Three packed years later, following a schedule juggling two completely different majors – English Literature and Physics – I found myself at the losing end of an argument with the university that would eventually grant me my first degree. For a Bachelor of Arts, I would need to prove a level of proficiency in a second language that my high school French and Explore courses did not satisfy. So, I enrolled in French for the full final year of my undergraduate life, barely getting by, doing enough to tick a box. Struggling throughout due to personal frustrations and lack of enthusiasm.
Thus, a language that had hung onto the peripheries of my academic life, infrequently used for actual communication, came to define my relationship with institutions of learning and a country that I had been brought to as a child. And now I must grasp it again, as a combined exercise in personal development and professional capacity.
– / – / –
One positive to all those years of stop-start learning was exposure to francophone media and art.

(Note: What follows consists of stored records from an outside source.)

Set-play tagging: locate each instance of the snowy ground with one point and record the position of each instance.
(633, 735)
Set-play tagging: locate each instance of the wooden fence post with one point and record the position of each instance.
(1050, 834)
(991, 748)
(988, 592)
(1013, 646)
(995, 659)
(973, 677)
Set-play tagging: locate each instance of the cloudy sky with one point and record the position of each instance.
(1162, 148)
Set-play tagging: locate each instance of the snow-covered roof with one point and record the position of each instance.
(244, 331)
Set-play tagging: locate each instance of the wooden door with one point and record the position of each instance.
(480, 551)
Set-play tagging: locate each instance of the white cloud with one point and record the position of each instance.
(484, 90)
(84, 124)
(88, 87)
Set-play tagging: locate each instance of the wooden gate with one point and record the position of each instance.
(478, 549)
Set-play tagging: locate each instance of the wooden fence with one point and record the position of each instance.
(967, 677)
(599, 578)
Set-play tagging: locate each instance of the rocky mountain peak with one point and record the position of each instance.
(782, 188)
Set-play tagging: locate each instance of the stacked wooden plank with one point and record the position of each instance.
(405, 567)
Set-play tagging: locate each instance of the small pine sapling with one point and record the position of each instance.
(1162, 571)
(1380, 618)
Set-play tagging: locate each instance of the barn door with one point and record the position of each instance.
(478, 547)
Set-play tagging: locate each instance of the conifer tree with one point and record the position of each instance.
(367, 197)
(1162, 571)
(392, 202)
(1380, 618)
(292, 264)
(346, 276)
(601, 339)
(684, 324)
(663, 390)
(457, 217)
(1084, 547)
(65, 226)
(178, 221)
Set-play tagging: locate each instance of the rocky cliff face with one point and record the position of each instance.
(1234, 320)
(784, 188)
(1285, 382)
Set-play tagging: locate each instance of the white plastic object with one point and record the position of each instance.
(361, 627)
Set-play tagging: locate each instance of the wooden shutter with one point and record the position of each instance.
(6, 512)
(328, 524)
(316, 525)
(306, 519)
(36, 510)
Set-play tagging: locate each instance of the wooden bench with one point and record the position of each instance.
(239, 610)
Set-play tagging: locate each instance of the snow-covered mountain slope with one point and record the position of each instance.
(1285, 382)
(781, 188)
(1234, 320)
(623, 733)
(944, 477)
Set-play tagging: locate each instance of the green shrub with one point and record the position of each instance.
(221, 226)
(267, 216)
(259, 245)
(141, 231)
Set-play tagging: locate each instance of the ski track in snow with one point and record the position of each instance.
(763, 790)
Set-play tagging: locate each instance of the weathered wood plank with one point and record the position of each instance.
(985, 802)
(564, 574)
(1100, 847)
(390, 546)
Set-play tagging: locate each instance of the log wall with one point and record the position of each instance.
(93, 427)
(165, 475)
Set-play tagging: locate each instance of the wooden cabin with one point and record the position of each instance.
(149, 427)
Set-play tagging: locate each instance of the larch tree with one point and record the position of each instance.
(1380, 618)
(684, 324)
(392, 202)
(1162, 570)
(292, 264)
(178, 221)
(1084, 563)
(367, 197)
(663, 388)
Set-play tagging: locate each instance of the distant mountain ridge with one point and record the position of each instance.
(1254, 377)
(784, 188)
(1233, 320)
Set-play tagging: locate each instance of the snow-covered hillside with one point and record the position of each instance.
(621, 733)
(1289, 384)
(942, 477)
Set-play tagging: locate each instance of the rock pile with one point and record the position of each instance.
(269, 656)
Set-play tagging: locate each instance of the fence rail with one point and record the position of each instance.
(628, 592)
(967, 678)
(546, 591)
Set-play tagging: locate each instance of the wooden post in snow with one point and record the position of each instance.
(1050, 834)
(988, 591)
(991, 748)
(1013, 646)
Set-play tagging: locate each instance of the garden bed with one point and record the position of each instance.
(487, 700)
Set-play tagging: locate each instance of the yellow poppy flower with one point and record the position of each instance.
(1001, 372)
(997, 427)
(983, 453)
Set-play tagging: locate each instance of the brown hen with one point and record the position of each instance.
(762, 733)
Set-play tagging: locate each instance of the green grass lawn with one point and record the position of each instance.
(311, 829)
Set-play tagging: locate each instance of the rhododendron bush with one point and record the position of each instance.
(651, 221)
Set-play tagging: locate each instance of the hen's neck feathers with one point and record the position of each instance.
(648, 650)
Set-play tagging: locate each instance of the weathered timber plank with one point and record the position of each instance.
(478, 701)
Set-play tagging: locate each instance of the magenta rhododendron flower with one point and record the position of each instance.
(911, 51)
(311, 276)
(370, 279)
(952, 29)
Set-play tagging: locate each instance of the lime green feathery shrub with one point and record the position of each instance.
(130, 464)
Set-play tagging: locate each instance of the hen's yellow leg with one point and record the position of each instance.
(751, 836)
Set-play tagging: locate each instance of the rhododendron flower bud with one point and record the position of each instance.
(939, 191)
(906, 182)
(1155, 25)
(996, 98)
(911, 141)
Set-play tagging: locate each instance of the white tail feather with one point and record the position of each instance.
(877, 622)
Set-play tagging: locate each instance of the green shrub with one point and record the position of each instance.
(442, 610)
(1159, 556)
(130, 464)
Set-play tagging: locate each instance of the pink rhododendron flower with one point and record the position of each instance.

I was going through some French listening exercises this week and they brought to mind one of my favorite works encountered during French classes. The film shared above: L’Homme qui plantait des arbres (“The Man Who Planted Trees”), released in 1987 and based on Jean Giono’s short story from 1953. (The short story, incidentally, was translated and first published in English despite being written originally in French.) A short feature with a prescient message. It tells the fictional story of a hiker’s encounter with a shepherd who is striving to revitalize a valley within Provence by planting acorns, dedicating his life to nature and healing. It explores environmentalism, (personal) mental health, and social wellbeing. Aimed at younger viewers, it is nonetheless a beautiful and ethereal tale that deserves a universal audience.
Of all the movies I have had to watch at school, this was a welcome standout. A calm, dignified meditation that floats above the chaos being painted by everyday media voices. A clear vision etched in animation capturing what it truly takes to decouple ourselves from facile realities. Slow down and take stock, Giono and Frédéric Back (the filmmaker and artist) implore – our salvation lies not in dominion over nature but in harmony with its resonance. An Alan Watts message, if you will: “Our fundamental self is not something just inside the skin. It’s everything around us with which we connect.” Nature is not just our residence, but a part of our collective being.
Unusual weather patterns, increasingly volatile weather events, and our disregard for sustainable practices are all knotted tightly together. Revisiting and reflecting on stories like this serve as a good reminder of what remains, uncontroversially and incontrovertibly, important.
– / – / –
Here are another couple of numbers:
4 – Years I was employed within the emergency management world. Part of response and recovery efforts from some of the worst disasters in recent Canadian history.
10 – Years it felt like I was employed within the emergency management world. Prescribing local painkillers for cancerous global tumors. Acting through mechanisms designed to prioritize short-term wins.
After putting in the nine to five most weekdays for years on end, one gets tired. We may find it easy to switch off and let the news fly in unfiltered, buttressing hopelessness. For me, at least once in a while, it feels detoxifying to spend time appreciating optimistic art like the film above, rather than catching up on the day’s tragedies. Our lives and our time are measured in fixed units. We should invest them in preserving what is truly valuable.
The clock only ticks one way. Bonne nuit.